Schon verflogen Sorgen und Angst aus Franks Miene. Er lachte. »Bei dem, was mein Vater an Schnaps schluckt, ist sein Atem antiseptisch und sterilisiert die Socken.«

»Aber nicht Thomas’ Socken. Die würden selbst im Feuer nicht verbrennen.« Maximilian hielt Frank die offene Handfläche hin.

Frank schlug ein. »Komm, lass uns ein paar Schritte gehen.«

***

Die Straße mit Maxis Elternhaus wurde ein Stück weiter zur Chaussee, die nach einem Rechtsbogen dem großen Kreisverkehr im Ortszentrum entgegenlief. Schleidens Fundamente reichten bis ins Mittelalter zurück, hauptsächlich aber war das Städtchen einst durch die frühe Eisenindustrie geprägt gewesen, von Fabrikschloten aus gebrannten Ziegelsteinen, Rauch und harter Arbeit. Von alldem war heutzutage nur noch wenig zu sehen. Heute bestimmte eine grüne Dörflichkeit den Charakter des Ortes. Umgeben von den hohen Hügeln der Nordeifel, teils dicht bewaldet, teils von weitflächigen Weiden bedeckt, schmiegte er sich ins Tal des Flüsschens Olef und begnügte sich weitgehend mit der Rolle eines Tourismuszentrums und Verwaltungssitzes für die umliegenden, eingemeindeten Ortschaften.

Die Jungen erreichten das Ortsausgangsschild, das noch vor der Kurve stand, und wandten sich nach links auf einen unbefestigten Waldweg.

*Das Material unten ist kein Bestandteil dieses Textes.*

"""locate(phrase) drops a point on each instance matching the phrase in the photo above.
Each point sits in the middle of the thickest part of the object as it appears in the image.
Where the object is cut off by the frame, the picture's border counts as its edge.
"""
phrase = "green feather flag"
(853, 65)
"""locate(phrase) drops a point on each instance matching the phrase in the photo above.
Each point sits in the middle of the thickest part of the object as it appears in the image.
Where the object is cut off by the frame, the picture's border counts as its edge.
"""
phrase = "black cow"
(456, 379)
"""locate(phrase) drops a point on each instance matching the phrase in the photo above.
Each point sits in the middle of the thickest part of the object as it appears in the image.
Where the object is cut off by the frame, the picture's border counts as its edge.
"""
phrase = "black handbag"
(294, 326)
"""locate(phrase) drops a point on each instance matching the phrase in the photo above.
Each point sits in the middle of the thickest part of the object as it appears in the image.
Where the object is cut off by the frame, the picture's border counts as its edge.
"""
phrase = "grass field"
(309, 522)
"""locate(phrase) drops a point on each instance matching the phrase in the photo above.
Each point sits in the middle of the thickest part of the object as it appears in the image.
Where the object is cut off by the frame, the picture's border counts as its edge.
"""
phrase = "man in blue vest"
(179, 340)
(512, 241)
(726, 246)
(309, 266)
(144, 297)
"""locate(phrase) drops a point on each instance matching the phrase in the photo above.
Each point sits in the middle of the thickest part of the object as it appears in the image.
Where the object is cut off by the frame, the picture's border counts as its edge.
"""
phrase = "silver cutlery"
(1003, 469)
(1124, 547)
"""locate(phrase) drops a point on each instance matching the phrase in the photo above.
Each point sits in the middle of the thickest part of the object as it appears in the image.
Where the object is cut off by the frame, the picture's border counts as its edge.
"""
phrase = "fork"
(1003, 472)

Jerry hechelte an seiner Leine unbeherrscht voran. Wie zuvor an jedem Laternenmast und Pfahl, blieb er nun an jedem erreichbaren Baum oder größeren Grasbüschel stehen und hob das Bein, um anschließend umso heftiger vorwärtszuzerren.

»Himmel, Jerry!«, schimpfte Maximilian zum wiederholten Male. »Zieh nicht so!«

»Weißt du, Maxi?«, wurde Frank wieder nachdenklich und kickte einen Stein über den Weg, dem der Terrier unverzüglich hinterherhetzen wollte.

So völlig losgelöst von seinem Kummer schien Frank denn doch nicht, obschon er sich erst vor einer Minute aufs Neue darüber lustig gemacht hatte, dass nicht einmal der Hund Maximilian gehorchte.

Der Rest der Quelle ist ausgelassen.